Not happen everytime. I can't figure out the cause.

idryzhov commented 2 years ago

The cause is right there in your logs:

2021/12/15 01:07:58 BFD: [JYK95-PZFVY] bind-ip: bind: Address in use

It doesn't crash. It can't start because the address/port is already in use. Looks like you already have running bfdd on your system sometimes.

@frrbot autoclose in 1 day

frrbot[bot] commented 2 years ago

This issue will be automatically closed in the specified period unless there is further activity.

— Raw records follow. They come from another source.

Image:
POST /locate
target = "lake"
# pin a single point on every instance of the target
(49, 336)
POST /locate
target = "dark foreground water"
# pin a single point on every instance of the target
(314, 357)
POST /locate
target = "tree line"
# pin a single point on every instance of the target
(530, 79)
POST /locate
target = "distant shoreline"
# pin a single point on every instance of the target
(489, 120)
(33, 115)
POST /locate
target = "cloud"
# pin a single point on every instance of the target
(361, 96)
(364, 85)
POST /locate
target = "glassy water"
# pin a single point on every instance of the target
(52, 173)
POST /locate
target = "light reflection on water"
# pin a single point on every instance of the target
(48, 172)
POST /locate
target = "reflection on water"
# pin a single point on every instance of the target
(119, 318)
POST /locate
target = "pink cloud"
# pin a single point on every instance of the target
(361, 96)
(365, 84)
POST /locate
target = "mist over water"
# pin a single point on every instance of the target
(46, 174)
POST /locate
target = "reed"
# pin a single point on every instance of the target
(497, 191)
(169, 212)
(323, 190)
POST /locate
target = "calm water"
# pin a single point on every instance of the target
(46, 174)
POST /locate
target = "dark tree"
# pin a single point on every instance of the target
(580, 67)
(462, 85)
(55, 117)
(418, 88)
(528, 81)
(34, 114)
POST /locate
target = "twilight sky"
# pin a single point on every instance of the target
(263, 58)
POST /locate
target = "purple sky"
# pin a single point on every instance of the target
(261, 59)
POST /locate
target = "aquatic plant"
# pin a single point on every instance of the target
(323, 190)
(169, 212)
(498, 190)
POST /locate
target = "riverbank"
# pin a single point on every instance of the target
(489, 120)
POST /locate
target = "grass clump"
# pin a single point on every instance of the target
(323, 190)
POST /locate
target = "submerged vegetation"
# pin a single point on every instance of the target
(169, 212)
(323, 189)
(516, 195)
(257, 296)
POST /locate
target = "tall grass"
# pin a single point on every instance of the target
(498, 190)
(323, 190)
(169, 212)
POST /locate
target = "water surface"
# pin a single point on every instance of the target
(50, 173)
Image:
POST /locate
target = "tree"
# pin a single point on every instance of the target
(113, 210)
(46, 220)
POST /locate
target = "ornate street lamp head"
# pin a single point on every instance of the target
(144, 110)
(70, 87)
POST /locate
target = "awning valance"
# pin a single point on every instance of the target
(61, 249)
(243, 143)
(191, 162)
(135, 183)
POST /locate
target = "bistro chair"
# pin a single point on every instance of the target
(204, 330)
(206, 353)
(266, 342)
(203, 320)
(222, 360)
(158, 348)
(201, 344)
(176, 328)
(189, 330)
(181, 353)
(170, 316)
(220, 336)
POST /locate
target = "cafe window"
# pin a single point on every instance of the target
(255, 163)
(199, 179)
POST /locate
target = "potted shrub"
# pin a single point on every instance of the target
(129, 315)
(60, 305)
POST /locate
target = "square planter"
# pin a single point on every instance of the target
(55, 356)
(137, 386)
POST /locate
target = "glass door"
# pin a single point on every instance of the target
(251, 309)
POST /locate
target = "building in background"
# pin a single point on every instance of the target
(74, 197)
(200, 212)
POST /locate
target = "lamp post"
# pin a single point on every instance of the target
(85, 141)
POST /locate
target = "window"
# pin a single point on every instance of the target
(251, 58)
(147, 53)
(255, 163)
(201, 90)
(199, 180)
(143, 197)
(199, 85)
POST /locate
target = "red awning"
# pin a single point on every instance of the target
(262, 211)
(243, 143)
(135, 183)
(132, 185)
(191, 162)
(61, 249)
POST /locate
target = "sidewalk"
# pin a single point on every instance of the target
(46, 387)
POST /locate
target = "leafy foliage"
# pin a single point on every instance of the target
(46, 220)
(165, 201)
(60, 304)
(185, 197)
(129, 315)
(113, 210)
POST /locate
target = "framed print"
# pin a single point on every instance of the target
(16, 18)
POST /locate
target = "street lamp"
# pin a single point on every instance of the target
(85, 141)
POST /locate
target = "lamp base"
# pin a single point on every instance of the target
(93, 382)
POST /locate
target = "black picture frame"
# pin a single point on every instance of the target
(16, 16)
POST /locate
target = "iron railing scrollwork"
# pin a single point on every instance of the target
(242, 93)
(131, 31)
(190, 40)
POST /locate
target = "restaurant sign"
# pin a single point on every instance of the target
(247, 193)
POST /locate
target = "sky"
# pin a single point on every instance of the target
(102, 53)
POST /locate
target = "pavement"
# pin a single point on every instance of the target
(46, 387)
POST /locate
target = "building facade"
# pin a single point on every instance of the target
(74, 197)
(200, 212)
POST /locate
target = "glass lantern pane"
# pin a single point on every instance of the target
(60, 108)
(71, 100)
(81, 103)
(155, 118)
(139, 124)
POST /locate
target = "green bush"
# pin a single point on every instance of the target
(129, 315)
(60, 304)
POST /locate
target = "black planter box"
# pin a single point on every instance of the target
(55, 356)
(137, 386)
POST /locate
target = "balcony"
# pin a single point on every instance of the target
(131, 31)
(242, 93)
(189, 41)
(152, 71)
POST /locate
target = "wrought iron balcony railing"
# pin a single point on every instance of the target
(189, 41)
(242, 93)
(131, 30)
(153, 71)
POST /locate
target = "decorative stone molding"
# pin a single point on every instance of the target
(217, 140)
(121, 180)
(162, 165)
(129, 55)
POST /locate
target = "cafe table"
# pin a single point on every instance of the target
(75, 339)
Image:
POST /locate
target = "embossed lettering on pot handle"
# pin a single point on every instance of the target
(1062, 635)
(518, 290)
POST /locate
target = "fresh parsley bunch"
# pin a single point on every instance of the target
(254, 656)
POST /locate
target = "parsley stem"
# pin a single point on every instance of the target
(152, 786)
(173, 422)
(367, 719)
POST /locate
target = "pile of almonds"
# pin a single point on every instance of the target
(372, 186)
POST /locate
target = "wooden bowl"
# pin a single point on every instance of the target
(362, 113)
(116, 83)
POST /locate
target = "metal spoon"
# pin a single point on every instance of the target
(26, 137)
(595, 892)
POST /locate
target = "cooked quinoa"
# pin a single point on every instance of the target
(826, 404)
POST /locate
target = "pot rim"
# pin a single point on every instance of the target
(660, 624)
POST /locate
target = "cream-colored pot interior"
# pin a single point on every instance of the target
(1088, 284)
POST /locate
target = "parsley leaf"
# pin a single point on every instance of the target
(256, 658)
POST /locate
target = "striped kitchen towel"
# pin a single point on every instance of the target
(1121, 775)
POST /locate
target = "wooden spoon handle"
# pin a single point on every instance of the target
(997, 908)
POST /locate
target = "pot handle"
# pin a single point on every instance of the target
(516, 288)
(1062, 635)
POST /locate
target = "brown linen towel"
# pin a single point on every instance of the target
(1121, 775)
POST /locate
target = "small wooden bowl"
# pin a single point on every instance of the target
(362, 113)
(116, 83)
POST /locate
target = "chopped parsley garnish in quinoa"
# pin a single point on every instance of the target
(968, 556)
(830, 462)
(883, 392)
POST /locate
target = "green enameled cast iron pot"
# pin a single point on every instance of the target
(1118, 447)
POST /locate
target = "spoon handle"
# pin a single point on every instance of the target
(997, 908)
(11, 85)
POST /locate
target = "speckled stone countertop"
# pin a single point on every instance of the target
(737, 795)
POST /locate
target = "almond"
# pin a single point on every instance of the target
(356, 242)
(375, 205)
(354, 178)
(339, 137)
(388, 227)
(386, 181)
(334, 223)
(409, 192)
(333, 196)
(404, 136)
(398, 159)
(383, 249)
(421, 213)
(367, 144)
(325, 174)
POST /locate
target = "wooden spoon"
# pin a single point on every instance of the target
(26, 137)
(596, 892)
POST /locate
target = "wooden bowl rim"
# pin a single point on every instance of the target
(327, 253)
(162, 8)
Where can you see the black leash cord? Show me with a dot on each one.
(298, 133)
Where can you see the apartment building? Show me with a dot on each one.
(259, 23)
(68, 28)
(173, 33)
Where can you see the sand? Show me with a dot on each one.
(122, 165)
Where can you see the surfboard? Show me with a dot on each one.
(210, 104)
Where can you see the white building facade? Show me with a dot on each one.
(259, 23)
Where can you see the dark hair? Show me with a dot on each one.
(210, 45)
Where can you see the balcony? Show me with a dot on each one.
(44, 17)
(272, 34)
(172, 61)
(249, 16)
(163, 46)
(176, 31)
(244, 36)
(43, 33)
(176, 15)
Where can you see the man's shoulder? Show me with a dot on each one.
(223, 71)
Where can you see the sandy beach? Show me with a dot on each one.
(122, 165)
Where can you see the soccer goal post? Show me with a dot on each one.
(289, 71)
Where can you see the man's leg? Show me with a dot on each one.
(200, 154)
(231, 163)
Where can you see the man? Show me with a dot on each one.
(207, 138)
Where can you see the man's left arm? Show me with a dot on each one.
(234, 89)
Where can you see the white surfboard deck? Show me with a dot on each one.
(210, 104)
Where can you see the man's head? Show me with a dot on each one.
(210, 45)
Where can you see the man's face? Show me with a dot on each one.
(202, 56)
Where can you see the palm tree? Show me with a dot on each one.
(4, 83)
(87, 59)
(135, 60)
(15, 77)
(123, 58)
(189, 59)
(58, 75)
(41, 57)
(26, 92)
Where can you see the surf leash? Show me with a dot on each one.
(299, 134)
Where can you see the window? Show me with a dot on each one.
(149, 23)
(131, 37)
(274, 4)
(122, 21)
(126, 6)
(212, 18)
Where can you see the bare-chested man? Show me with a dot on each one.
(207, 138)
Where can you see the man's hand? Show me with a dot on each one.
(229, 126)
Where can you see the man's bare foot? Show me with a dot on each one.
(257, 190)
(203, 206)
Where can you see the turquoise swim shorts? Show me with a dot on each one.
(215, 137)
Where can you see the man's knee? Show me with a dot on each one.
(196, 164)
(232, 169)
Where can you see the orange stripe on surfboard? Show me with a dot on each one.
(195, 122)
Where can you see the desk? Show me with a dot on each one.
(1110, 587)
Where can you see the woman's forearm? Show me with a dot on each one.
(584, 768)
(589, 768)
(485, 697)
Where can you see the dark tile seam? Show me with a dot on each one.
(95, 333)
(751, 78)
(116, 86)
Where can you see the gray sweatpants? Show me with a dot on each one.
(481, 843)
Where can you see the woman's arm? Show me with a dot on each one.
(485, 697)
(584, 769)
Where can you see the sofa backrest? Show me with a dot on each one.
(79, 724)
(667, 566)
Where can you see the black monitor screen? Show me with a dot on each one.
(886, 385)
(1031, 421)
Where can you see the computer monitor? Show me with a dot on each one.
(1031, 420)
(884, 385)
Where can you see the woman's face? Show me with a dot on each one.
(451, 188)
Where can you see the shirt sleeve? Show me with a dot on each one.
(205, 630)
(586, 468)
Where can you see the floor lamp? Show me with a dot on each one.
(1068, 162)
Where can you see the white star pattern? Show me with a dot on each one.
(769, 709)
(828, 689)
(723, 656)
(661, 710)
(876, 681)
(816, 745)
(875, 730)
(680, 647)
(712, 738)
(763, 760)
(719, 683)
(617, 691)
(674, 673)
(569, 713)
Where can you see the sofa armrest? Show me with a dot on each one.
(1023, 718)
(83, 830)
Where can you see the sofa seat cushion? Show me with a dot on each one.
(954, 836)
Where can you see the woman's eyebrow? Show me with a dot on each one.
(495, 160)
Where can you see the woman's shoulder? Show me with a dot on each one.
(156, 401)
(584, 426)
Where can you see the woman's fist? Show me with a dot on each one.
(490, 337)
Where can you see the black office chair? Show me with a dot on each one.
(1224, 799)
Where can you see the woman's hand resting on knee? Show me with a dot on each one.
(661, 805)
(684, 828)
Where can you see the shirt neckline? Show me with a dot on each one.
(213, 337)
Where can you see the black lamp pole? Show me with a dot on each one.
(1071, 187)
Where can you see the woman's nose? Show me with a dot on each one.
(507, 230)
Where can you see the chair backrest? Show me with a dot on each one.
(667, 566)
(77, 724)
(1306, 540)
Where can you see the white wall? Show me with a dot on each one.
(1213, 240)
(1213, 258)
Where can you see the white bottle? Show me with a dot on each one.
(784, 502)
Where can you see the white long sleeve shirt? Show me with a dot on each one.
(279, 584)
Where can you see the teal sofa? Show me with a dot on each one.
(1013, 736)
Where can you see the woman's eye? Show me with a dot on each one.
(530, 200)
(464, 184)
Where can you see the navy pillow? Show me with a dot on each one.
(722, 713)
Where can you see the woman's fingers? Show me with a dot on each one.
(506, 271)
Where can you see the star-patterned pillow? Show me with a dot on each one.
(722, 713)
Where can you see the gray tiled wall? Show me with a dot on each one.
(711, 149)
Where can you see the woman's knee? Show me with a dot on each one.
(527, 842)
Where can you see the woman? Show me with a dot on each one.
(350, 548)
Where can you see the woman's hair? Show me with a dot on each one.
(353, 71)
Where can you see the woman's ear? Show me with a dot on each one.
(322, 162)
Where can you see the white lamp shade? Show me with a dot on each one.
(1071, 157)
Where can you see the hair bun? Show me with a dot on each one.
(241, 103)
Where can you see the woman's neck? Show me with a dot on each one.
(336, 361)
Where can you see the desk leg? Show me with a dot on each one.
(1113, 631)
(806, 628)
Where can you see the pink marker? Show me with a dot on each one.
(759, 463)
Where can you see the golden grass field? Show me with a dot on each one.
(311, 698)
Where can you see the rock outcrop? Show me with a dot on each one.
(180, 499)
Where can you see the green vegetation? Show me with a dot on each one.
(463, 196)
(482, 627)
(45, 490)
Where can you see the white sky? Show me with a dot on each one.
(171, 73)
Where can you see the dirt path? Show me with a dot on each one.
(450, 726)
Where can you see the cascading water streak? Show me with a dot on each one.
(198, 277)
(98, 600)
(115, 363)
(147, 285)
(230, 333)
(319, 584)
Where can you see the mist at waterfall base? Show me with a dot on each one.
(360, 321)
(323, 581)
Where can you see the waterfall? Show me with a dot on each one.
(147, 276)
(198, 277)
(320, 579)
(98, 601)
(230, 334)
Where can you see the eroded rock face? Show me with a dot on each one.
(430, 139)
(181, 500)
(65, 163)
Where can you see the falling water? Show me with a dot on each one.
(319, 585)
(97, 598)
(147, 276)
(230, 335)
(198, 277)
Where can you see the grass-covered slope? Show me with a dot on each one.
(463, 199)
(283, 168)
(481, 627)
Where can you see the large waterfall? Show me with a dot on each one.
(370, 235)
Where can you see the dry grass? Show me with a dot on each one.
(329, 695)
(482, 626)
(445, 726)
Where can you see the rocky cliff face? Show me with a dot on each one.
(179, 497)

tufeigunchu commented 2 years ago

That's strange. docker container is in different namespace. No exist bfdd can affect it I think

frrbot[bot] commented 2 years ago

This issue will no longer be automatically closed.

idryzhov commented 2 years ago

I'm not sure why this is happening on your system, but this is definitely it. staticd warns about the same thing:

2021/12/15 01:07:56 STATIC: [NTCMZ-C8X80][EC 100663303] Could not lock pid_file /var/run/frr/staticd.pid (Resource temporarily unavailable), exiting.  Please ensure that the daemon is not already running

You need to find the reason why staticd and bfdd are not properly stopped before starting a new instance.

tufeigunchu commented 2 years ago

Since it can restart successfully, I close this issue now